By B.C. Manion
Libbi Ponce can’t recall a time in her life when she wasn’t expressing herself artistically.
She said her parents said she was still a baby when she began making art.
“My parents told me I would draw on walls,” the 13-year-old Rushe Middle School student said.
Over the years she has continued to develop her skills and recently, she took top honors at the district level in the National PTA’s 2010-11 Reflections Program.
The contest, launched by the National PTA in 1969, seeks to encourage students to pursue artistic expression.
Jacob VanDeilen, another Rushe student, placed among the top three in Pasco and is competing at the state level. His entry is a video he produced for the filmmaking category.
The competition has at least three levels in each state, including local, state and national.
In some cases, there are regional competitions, too.
The winners are chosen from more than 530,000 submissions from across the nation. The National PTA recognizes a national winner in each of these six categories: Dance choreography, film production, literature, musical composition, photography and the visual arts.
The association also recognizes 72 students with Awards of Excellence and 120 students with Awards of Merit across four grade divisions — primary, intermediate, middle and senior in each arts category.
Statewide winners in Florida will be announced on March 31. National winners are expected to be announced at the end of May.
The six national winners will be honored at the 115th annual National PTA Convention and Exhibition in June in Orlando.
Ponce said she drew her inspiration from the competition’s theme, “Together, we can.”
“I started thinking, “What ways is something symbolized by togetherness?” said the eighth-grader, whose painting portrays four arms linked together. Each arm represents a different race and a different theme.
VanDeilen’s project was inspired by the props he had on hand: some camping equipment in the family’s garage.
The 12-year-old tapped two of his friends — Miguel Castro and Nic Calvo — to star in his video, which he dubbed, “The Lost Campers.” They used a nearby field as the videotape’s location.
He describes the process of creating the video in a matter-of-fact manner: “We took the camping equipment out into the field and we sort of came up with the script there, and then I typed it up and we filmed it the next day.”
It wasn’t the sixth-grader’s first video.
“I sort of taught myself. I’ve watched videos on YouTube and I’ve done some by myself in my room. I’d get my friends together sometimes and we’d all go out and do videos.”

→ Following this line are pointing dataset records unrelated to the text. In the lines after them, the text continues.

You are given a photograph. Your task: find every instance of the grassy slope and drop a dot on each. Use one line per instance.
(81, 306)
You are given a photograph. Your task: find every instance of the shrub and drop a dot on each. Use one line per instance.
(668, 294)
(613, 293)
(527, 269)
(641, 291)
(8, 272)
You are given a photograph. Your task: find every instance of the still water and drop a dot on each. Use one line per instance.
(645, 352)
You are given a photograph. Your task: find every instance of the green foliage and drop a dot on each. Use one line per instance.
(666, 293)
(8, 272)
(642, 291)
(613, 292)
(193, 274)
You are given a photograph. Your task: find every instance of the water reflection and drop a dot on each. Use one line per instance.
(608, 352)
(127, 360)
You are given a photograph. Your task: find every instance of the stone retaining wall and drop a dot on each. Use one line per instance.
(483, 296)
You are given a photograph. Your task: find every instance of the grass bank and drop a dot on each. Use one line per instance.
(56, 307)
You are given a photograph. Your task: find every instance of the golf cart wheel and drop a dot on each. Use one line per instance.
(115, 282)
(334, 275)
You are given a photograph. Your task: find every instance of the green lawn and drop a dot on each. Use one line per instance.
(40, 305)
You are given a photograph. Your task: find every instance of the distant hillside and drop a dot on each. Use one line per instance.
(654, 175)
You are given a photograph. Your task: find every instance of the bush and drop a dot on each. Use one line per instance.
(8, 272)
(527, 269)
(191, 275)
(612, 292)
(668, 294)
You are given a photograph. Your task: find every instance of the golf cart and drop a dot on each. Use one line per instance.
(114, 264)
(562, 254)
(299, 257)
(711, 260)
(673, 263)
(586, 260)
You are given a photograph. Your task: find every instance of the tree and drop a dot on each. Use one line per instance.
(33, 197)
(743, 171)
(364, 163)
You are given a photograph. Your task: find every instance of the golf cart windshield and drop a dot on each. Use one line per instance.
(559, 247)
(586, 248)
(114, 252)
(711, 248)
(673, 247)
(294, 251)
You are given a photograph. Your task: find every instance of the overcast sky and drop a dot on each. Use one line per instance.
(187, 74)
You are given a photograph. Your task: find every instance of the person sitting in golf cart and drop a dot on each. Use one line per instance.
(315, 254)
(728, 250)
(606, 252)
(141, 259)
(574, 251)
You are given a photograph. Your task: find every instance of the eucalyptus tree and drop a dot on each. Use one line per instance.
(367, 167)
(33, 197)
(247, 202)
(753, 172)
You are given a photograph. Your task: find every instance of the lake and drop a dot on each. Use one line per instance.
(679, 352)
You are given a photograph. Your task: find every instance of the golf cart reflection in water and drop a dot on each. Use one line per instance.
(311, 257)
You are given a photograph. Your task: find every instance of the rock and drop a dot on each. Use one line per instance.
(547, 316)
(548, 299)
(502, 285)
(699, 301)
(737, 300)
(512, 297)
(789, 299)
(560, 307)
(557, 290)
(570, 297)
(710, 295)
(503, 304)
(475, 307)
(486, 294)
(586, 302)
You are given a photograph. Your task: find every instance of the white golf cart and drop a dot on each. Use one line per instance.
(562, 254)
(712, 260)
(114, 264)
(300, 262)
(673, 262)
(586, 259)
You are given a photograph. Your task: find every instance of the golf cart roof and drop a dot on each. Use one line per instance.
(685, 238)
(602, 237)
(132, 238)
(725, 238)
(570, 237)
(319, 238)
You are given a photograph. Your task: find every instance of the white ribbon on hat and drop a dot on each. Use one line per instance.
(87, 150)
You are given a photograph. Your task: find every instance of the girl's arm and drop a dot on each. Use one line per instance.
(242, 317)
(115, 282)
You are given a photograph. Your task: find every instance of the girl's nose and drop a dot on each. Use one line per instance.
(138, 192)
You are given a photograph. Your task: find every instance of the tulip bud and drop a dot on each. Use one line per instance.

VanDeilen said a career in filmmaking is one possibility, or perhaps one that involves reptiles. At this point, he’s not quite sure what career path he’ll take.
Kye Maury, chairwoman of the Reflections contest at Rushe Middle, said she’s proud of how well the students did.
“I think it’s such an honor. We had wonderful entries at the school level. We were very proud of their work when it went on to district. To have them come out of district, being honored again, I just think is amazing,” Maury said.
Some students may find entering contests to be a bit daunting, Ponce said.
“People are intimidated by the thought of entering a contest and just knowing that you might not turn out on top. It’s kind of scary,” the teenager said.
But Ponce said Laure Gilliam, the school’s gifted language arts teachers, encouraged students to give Reflections a try.
“She really did persuade us to enter,” Ponce said. “We give a very big “thank you” to her. She encouraged us all.”
VanDeilen credited his parents for encouraging him to give it a shot. They told him: “You’ve got nothing to lose if you enter.”
Ponce said she wants to continue honing her artistic skills. She doesn’t expect art to be a full-time pursuit, but she hopes to combine it with her other interests.
Ponce aspires to become a biomedical engineer and has an interest in making artificial lungs.
“What I really want to do is execute my love for the arts and execute my love for the sciences,” Ponce said. She wants “to give back to people and to help them. I just think helping people is the best thing ever.”
Serving others, she said, provides a sense of fulfillment.